Kind of Blue, Arranged For Sextet of Nintendo Entertainment Systems


Kind of Bloop gives Miles Davis's classic the chiptune treatment

By John Mahoney
Ladies and gentleman of the Internet, I think today we may have found the best possible application for chiptune music--that uber-geeky genre utilizing vintage game console's music synthesizers, real or software-emulated, as the sole instrumentation. It just so happens that faithful covers of jazz classics sound great: the pleasures of one of my favorite albums of all time intermingling beautifully in my (significant) brainspace cubby where the Contra and Tecmo Bowl themes are on infinite loop.

Just released to the Web today, Kind of Bloop is the brainchild of Andy Baio, and its origin story is almost as interesting as the music.
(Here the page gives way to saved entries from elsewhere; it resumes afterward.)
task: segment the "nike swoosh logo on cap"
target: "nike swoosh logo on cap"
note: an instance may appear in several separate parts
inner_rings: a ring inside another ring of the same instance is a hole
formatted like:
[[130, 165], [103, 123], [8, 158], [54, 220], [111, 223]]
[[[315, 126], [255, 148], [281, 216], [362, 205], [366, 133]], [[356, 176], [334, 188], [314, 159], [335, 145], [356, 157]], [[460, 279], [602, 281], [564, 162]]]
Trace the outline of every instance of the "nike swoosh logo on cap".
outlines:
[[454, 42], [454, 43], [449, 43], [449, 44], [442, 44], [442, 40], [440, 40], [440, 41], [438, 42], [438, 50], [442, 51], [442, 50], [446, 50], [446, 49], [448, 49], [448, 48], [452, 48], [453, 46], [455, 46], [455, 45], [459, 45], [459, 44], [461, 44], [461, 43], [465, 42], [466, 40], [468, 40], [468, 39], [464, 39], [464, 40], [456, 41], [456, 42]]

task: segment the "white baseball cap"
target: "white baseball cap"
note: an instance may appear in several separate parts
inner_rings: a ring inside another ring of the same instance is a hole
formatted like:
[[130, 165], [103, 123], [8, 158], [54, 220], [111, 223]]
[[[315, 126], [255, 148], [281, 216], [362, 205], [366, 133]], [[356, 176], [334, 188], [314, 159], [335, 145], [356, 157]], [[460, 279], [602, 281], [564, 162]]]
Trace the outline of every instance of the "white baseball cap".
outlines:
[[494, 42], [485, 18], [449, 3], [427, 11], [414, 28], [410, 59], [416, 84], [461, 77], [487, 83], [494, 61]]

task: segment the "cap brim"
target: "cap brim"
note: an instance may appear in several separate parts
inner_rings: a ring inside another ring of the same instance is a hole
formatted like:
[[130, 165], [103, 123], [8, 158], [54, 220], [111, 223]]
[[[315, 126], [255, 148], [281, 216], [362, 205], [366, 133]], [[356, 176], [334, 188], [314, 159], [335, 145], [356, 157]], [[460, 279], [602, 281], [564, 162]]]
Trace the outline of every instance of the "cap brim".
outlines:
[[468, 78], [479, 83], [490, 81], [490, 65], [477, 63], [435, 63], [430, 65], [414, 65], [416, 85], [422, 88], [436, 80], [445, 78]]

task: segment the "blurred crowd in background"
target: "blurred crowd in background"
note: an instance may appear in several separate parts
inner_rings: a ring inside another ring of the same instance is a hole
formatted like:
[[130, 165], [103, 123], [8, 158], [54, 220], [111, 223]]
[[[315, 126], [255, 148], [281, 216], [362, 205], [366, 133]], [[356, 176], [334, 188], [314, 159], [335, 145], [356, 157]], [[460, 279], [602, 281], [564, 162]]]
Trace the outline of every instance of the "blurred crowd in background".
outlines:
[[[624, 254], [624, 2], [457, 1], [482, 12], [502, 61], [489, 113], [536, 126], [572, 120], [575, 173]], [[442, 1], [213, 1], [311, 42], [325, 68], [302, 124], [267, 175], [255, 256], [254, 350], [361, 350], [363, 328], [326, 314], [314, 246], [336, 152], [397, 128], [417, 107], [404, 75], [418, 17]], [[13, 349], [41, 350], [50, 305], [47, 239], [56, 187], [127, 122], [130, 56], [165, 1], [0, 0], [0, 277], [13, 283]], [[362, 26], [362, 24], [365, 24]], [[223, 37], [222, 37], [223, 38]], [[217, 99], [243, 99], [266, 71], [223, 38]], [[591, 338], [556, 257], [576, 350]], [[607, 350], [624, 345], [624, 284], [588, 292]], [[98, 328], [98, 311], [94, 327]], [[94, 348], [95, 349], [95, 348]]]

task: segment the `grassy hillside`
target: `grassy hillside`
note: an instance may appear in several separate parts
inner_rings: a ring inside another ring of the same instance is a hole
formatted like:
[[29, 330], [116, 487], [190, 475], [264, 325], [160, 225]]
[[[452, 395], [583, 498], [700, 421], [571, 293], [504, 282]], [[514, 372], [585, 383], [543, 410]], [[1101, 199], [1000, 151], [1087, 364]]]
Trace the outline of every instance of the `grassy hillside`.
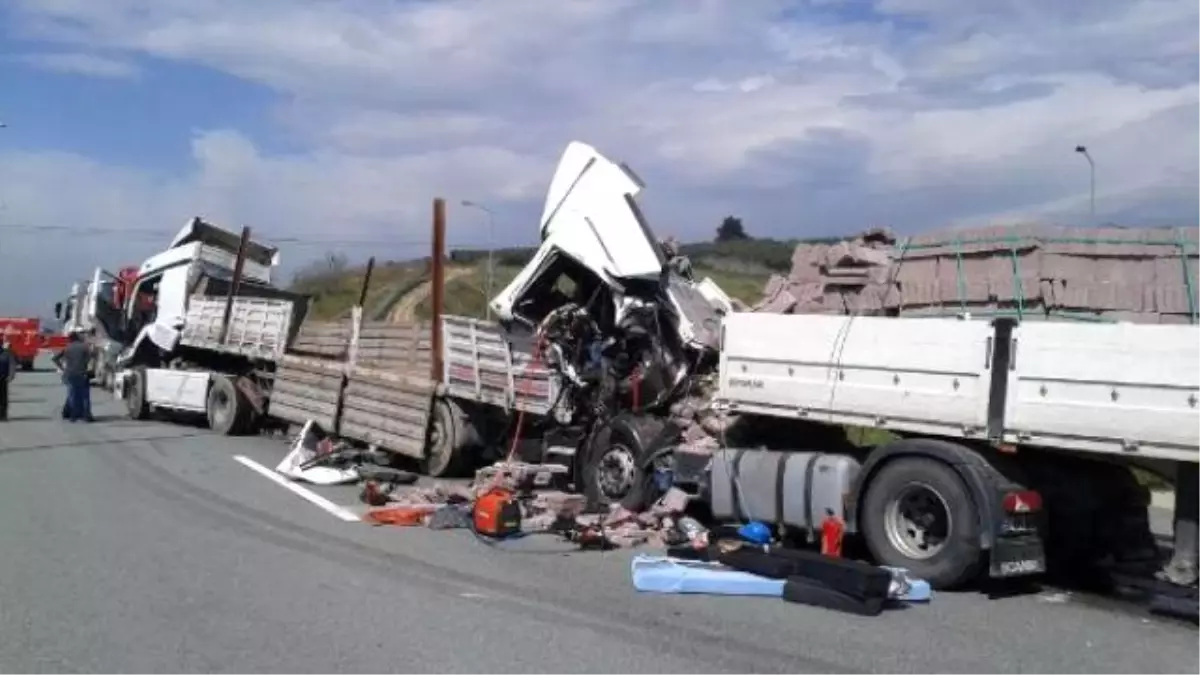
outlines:
[[[368, 316], [375, 314], [377, 309], [385, 311], [386, 306], [394, 304], [405, 292], [427, 279], [428, 267], [424, 261], [378, 264], [367, 291], [365, 307]], [[292, 290], [312, 296], [311, 318], [318, 321], [337, 319], [347, 315], [358, 302], [366, 271], [365, 266], [310, 268], [296, 275]]]
[[[772, 273], [786, 273], [791, 267], [795, 241], [748, 239], [722, 243], [684, 244], [682, 253], [692, 261], [697, 279], [711, 277], [730, 296], [748, 304], [762, 295], [763, 285]], [[499, 249], [494, 253], [496, 276], [493, 291], [503, 289], [533, 255], [532, 247]], [[484, 316], [487, 307], [487, 251], [456, 250], [449, 264], [470, 271], [446, 284], [445, 311], [462, 316]], [[366, 269], [350, 266], [336, 256], [328, 256], [296, 275], [293, 290], [313, 296], [312, 317], [318, 320], [345, 316], [358, 299]], [[387, 310], [405, 293], [429, 278], [427, 260], [385, 262], [376, 266], [367, 294], [368, 318], [383, 318]], [[430, 314], [429, 300], [421, 302], [418, 317]]]
[[[771, 273], [769, 270], [743, 272], [713, 269], [695, 264], [693, 267], [697, 279], [706, 276], [712, 277], [713, 281], [717, 282], [726, 293], [747, 304], [758, 302], [762, 296], [763, 285]], [[445, 300], [447, 314], [476, 317], [485, 315], [488, 301], [487, 264], [475, 263], [470, 265], [470, 269], [469, 273], [447, 282]], [[520, 271], [520, 267], [513, 265], [497, 266], [492, 292], [498, 293], [503, 290]], [[431, 311], [430, 301], [426, 299], [417, 305], [416, 314], [419, 318], [425, 319], [431, 315]]]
Baio used it as a proof-of-concept of sorts for the crowd-sourced funding site Kickstarter, where he is CTO. Kickstarter lets users post proposals for a wide variety of different artistic projects and creative ventures and solicit funding donations to get the project going. When Baio posted the concept for the all-chiptune Kind of Blue, his fund-raising goal of $2,000 (for licensing the covers, paying the artists and producing a limited run of CDs) was collected in just four hours.

Kind of Blue's five tracks are tackled by five different chiptune artists, and while all have that same dusty 8-bit vibe, each has its own style. I personally like the more literal takes, where the careening solos of Davis, Coltrane, Adderley et al are mapped out in 8-bit chunks as faithfully as possible. "So What" by Ast0r, the lead-off track, does this nicely.
Others take more liberties, with space-y bursts of Super Mario magic mushroom arpeggios subbing in for horn fills, and wild NES-drum breakdowns. Listen closely and a ton of familiar Mario tropes will pop in--like Mario's subterranean theme closing out an epic jam on "All Blues."
In short, it's well worth the $5 download, and a great way to celebrate a great album's 50th anniversary.